Every geometry textbook has formulas for the circumference (\(C = 2 \pi r\)) and area (\(A = \pi r^2\)) of a circle. But where do these come from? How can we prove them?
Well, the first is more a definition than a theorem: the number \(\pi\) is usually defined as the ratio of a circle’s circumference to its diameter: \(\pi = C/(2r)\). Armed with this, we can compute the area of a circle. Archimedes’ idea (in 260 BCE) was to approximate this area by looking at regular \(n\)-sided polygons drawn inside and outside the circle, as in the diagram below. Increasing \(n\) gives better and better approximations to the area.
Look first at the inner polygon. Its perimeter is slightly less than the circle’s circumference, \(C = 2 \pi r\), and the height of each triangle is slightly less than \(r\). So when reassembled as shown, the triangles form a rectangle whose area is just under \(C/2\cdot r = \pi r^2\). Likewise, the outer polygon has area just larger than \(\pi r^2\). As \(n\) gets larger, these two bounds get closer and closer to \(\pi r^2\), which is therefore the circle’s area.
Archimedes used this same idea to approximate the number \(\pi\). Not only was he working by hand, but the notion of “square root” was not yet understood well enough to compute with. Nevertheless, he was amazingly able to use 96-sided polygons to approximate the circle! His computation included impressive dexterity with fractions: for example, instead of being able to use \(\sqrt{3}\) directly, he had to use the (very close!) approximation \(\sqrt{3} > 265/153\). In the end, he obtained the bounds \( 3\frac{10}{71} < \pi < 3\frac{1}{7} \), which are accurate to within 0.0013, or about .04%. (In fact, he proved the slightly stronger but uglier bounds \(3\frac{1137}{8069} < \pi < 3\frac{1335}{9347}\). See this translation and exposition for more information on Archimedes’ methods.)

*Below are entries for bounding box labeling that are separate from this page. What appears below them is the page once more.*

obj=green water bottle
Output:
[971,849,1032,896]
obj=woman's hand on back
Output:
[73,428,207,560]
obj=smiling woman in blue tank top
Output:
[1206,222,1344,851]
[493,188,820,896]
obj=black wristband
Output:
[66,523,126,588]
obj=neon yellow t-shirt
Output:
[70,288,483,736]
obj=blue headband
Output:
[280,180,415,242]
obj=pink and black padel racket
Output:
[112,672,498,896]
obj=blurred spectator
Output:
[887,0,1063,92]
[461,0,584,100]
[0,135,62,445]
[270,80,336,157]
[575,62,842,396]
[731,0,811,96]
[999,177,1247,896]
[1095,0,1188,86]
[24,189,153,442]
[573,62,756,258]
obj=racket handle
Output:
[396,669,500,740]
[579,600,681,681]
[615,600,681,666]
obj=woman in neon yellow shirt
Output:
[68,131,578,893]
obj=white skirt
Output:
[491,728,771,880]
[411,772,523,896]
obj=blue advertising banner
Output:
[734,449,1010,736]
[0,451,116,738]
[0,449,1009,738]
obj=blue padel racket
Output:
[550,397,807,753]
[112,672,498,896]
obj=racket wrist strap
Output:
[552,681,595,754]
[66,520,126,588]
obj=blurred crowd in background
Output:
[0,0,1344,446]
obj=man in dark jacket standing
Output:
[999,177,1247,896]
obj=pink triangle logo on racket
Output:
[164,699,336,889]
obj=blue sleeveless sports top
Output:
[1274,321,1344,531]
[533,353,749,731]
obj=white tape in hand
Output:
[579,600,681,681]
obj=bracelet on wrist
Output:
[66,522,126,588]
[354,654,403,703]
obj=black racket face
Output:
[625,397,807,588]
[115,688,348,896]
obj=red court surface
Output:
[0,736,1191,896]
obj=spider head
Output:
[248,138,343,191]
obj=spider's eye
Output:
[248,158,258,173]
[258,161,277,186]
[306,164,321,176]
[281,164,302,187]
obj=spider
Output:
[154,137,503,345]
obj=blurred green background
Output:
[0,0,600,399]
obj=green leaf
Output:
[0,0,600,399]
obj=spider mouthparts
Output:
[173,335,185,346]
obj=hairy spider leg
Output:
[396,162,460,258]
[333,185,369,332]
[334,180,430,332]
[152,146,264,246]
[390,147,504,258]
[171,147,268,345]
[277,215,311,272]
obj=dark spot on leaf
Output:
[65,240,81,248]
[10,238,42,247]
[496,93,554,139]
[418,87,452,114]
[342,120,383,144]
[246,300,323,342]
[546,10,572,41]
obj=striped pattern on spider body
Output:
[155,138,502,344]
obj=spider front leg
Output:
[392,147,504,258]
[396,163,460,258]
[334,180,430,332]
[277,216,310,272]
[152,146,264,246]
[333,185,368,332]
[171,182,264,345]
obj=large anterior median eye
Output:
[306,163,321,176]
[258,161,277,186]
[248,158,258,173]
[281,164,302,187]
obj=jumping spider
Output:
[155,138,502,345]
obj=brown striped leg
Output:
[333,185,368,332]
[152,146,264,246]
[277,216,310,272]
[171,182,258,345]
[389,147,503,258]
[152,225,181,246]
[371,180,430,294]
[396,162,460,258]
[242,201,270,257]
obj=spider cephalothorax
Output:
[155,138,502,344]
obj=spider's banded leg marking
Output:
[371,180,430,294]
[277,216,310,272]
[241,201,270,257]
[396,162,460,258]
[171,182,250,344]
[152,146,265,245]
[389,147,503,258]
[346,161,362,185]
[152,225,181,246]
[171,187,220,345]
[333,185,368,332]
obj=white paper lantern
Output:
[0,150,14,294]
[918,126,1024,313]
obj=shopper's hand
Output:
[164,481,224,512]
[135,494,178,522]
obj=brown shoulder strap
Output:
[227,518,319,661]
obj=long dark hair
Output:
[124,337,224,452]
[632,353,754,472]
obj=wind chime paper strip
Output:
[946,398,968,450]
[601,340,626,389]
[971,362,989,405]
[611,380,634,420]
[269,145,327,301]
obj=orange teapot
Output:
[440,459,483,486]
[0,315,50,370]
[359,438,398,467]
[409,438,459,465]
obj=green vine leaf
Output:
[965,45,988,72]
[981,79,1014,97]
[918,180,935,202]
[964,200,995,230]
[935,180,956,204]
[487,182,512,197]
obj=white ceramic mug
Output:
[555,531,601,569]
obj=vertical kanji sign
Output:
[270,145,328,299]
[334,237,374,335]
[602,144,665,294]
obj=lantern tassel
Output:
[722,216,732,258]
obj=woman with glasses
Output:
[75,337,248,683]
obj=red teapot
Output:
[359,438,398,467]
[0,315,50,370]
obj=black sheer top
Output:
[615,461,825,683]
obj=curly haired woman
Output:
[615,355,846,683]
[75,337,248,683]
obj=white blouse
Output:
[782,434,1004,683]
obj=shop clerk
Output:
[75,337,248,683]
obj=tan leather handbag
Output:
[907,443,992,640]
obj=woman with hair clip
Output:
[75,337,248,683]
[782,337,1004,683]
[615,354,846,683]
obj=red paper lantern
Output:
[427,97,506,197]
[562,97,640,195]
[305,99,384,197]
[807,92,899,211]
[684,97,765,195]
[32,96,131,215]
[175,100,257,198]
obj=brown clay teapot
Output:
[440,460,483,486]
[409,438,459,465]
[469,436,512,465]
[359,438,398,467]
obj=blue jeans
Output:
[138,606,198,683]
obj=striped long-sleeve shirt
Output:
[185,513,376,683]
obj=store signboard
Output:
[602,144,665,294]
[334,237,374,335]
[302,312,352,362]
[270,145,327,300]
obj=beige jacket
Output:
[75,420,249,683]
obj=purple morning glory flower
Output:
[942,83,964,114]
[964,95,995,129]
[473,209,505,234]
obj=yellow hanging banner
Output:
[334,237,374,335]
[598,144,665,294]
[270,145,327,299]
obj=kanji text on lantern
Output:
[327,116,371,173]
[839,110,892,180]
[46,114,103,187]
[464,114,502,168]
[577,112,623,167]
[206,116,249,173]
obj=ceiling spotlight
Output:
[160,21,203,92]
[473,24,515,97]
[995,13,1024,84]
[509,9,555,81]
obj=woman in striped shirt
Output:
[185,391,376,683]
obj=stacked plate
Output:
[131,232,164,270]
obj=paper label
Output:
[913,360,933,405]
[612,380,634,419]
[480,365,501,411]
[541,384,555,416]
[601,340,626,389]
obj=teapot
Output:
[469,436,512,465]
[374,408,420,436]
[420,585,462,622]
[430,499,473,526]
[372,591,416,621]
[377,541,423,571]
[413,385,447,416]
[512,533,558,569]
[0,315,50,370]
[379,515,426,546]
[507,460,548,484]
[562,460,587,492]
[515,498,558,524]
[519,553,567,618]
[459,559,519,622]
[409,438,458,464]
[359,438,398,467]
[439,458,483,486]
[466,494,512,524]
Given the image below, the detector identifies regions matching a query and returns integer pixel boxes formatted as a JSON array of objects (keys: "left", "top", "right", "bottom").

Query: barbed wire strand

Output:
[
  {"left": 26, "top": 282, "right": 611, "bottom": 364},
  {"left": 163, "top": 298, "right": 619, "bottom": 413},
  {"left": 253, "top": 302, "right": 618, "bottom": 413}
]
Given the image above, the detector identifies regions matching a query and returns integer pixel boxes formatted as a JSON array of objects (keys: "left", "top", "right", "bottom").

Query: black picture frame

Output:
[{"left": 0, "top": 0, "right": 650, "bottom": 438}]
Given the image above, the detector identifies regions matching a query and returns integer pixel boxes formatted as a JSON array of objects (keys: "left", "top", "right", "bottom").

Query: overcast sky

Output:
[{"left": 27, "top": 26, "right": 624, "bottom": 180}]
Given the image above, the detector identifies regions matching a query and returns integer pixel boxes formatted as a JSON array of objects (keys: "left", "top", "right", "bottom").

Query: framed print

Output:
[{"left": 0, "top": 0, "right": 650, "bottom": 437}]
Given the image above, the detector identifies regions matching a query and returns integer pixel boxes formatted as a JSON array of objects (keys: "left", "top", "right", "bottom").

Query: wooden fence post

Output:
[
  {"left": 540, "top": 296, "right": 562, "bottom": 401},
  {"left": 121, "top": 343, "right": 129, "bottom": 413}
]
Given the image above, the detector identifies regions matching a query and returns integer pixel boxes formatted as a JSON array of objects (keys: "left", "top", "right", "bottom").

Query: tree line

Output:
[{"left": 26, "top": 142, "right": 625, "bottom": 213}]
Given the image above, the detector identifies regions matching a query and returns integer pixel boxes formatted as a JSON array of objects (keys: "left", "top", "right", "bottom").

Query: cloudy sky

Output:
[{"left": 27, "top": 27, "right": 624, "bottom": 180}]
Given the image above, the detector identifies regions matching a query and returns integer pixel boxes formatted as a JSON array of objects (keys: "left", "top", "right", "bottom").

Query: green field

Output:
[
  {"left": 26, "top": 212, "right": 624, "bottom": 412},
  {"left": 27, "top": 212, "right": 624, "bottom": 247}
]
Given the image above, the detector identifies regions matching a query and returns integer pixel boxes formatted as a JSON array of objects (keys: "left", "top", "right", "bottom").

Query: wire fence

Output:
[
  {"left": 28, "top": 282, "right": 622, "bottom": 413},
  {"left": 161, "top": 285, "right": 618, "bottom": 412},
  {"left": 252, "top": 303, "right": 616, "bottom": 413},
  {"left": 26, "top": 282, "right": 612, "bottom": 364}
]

These ideas can be pushed further. Focus on a circle with radius 1. The area of the regular \(n\)-sided polygon inscribed in this circle can be used as an approximation for the circle’s area, namely \(\pi\). This polygon has area \(A_n = n/2 \cdot \sin(360/n)\) (prove this!). What happens when we double the number of sides? The approximation changes by a factor of $$\frac{A_{2n}}{A_n} = \frac{2\sin(180/n)}{\sin(360/n)} = \frac{1}{\cos(180/n)}.$$ Starting from \(A_4 = 2\), we can use the above formula to compute \(A_8,A_{16},A_{32},\ldots\), and in the limit we find that $$\pi = \frac{2}{\cos(180/4)\cdot\cos(180/8)\cdot\cos(180/16)\cdots}.$$ Finally, recalling that \(\cos(180/4) = \cos(45) = \sqrt{\frac{1}{2}}\) and \(\cos(\theta/2) = \sqrt{\frac{1}{2}(1+\cos\theta)}\) (whenever \(\cos(\theta/2) \ge 0\)), we can rearrange this into the fun infinite product $$\frac{2}{\pi} = \sqrt{\frac{1}{2}} \cdot \sqrt{\frac{1}{2}+\frac{1}{2}\sqrt{\frac{1}{2}}} \cdot \sqrt{\frac{1}{2}+\frac{1}{2}\sqrt{\frac{1}{2}+\frac{1}{2}\sqrt{\frac{1}{2}}}} \cdots$$ (which I found at Mathworld). (It’s ironic that this formula for a circle uses so many square roots!)